I felt something shift in my chest. Something delicate and dangerous.

I wanted to say something light. I wanted to flirt. But instead, all that came out was the truth. “I used to think people liked me because I was easy. Chill. Low drama. The guy who’d make them laugh and never ask too many questions.”

His brow furrowed, gentle concern in the crease. “Is that how you saw yourself?”

“Still kinda do.” I shrugged. “I mean, it works. But sometimes…I think I disappeared into that version of me. And nobody ever stopped to ask what else there was. Not until you.”

Silence again. This time thicker, more fragile.

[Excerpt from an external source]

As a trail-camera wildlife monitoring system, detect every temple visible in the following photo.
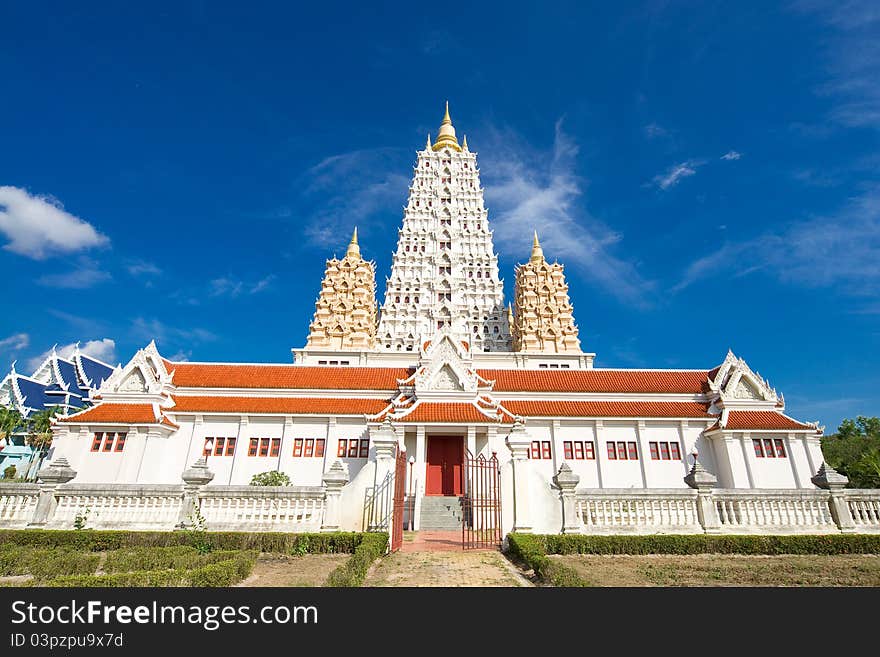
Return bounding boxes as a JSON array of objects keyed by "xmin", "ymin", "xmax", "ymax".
[{"xmin": 31, "ymin": 104, "xmax": 833, "ymax": 532}]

And then his hand found mine.

Just a brush of fingers at first, like he was still asking if it was allowed. Like he was waiting for me to pull away. I didn’t. I laced my fingers through his slowly, deliberately, like weaving something sacred.

When I looked over again, he was already watching me.

His expression was open in a way I wasn’t used to from him. Honest. Raw. No shields, no guard, just that familiar storm behind his eyes that always made me feel like we were the only two people alive.

“I didn’t think I’d ever feel like this,” I said softly. “Like being close to someone wasn’t a risk.”